The rare 6 AM on-demand viewing. Reserved for only the most critical of night-before television shows. And this morning . . . "Reichenbach Falls."
Spoiler time! Oh, yes, spoilers!
As we all surely recall from last week, Morland Holmes, the father Elementary created for their Sherlock as a combo Moriarty/Mycroft figure, has been killed by Odin Reichenbach, their Moriarty stand-in for the final season. His body is the body that pops up in the pre-theme-song part of the show. Sherlock is observant enough to clear the crime scene before we get to see it however, as it's in an exploding stolen car. And off we go!
Captain Gregson confronts Reichenbach, who is just as smarmy and confident as you want your villain to be. He's no Moriarty, though, but . . .. wait . . . Odin Reichenbach is a mathematician? Well, maybe he is a Moriarty. Odin and Morland both exist as reminders of what some might call Elementary's early sins, mistreating Moriarty and Mycroft in ways that took them off the show early.
Of course, with all this high-level plotting by super-geniuses going on, an Odin Reichenbach flunkie still is stupid enough to take an expensive watch off his victim and fence it. Like all tech billionaires, Reichenbach plainly doesn't pay his ground-level employees enough. But when that trail leads to a backyard incinerator full of human bones, an echo of "Norwood Builder" flashes into my head. Forensics happens quicker than at any time in history, TV or otherwise.
"Guy made my phone for crying out loud!" Eugene the medical examiner is really on it this week. "Don't worry, I used Google." Eugene Hawes is one of Elementary's characters who probably only appears when a particular writer writes him in, as the poor fellow appears in about only as many episodes as their are seasons. Nice that he got to come back for season seven, as so many familiar faces have. Wish they all could have popped up more on a weekly bases, but this show has always been about the very economical basic four cast members.
Sherlock pops up at the school of Reichbach's pocket employee from the NSA to shake that particular tree, and Odin Reichenbach, in return, wants all NSA internet resources in his pocket as well. For a guy who named his Google-clone "Odker," Odin certainly has big goals. And, luckily, he likes jogging through the woods with his bodyguards so no one had to construct a super-villain lair for his scenes. He's a bargain super-villain.

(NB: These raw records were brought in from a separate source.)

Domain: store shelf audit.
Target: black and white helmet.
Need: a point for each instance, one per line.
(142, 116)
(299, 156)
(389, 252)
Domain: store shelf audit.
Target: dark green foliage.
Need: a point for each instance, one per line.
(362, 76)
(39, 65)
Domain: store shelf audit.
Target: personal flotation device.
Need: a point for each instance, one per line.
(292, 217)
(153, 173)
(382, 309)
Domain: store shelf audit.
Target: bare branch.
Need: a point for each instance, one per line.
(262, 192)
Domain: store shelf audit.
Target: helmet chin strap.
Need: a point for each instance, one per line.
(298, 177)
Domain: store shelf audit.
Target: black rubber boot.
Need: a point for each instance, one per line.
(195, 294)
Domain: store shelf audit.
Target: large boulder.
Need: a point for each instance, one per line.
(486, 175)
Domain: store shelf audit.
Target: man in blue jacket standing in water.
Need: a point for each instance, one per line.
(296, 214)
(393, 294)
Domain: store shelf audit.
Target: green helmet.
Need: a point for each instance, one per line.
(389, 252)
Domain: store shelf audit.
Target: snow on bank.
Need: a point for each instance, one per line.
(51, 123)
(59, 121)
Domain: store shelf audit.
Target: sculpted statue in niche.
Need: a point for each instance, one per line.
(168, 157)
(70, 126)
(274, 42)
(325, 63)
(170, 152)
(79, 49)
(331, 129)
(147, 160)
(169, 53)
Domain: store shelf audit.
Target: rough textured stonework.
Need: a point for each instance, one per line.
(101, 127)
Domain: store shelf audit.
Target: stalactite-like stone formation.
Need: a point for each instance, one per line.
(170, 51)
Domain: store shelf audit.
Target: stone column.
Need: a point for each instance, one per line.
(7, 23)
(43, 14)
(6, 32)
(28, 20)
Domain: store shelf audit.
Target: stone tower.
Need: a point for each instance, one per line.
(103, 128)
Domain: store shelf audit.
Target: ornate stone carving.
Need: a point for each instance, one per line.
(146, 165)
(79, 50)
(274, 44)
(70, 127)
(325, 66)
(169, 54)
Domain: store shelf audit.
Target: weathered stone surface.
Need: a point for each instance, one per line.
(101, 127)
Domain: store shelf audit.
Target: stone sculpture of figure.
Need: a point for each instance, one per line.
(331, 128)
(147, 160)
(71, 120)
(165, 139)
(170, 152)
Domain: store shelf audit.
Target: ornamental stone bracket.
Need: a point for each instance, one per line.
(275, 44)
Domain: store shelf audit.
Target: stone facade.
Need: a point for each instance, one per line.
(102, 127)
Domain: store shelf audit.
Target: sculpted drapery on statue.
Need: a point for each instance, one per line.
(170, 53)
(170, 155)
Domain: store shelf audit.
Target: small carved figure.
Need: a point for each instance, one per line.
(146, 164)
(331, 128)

Reichbach's latest murderer in the chain is an aged cancer patient, whom one wonders how he had the strength to drag multiple dead bodies around. He's a dead end, ironically.
"I'm the only Holmes left now," Sherlock says, just as I find out that Reichenbach's lieutenant Antonia is played by Rachel Holmes. And then he starts talking to Joan about doing the non-investigative thing to deal with Reichenbach. And then Sherlock Holmes and Odin Reichenbach meet on a bridge, alone.
"Some problems only have violent solutions," Sherlock tells Reichenbach, the man whose entire scheme for the world was to solve problems with violent solutions. "We're the opposite poles of the magnet, we're repellant to each other . . . you can't justify murder by inductive inference." So much neo-Holmes-Moriarty dialogue. "Living with the past, that's what justice is, that's what this is."
TWIST! BIG SPOILER!
Sherlock isn't there to kill Reichenbach. He's there to somehow make it look like Reichenbach killed him as Watson and the cops arrive. We see a body fall off the bridge. But as the post-shock commercial plays out, I'm wondering how anyone could ever think a "here's what will happen after I die" scheme could ever work. The world is just not that easy to control. But we do know that Sherlock Holmes doesn't ever die from falling off of of things. That's a law of nature. Bridge, building, waterfall, castle balcony over a waterfall . . . doesn't matter. Sherlock Holmes is invulnerable to falls.
So Gregson has Odin Reichenbach right where he wants him: In that NYPD suspect questioning room we've seen so many times before. "You killed a good man tonight. You killed my friend."
Odin points out that billionaires aren't so easy to convict, but Gregson has three words for that: "He trusted me." By the time we get to Marcus Bell and Joan Watson trying to come to grips with Sherlock's death, fall-invulnerability quickly becomes forgotten, as they're all really on it.
Ah, but then the fall-immunity kicks in and we get an Italian realtor showing a mystery person around a new home. That client's eventual name? Signor Altamont! ZING!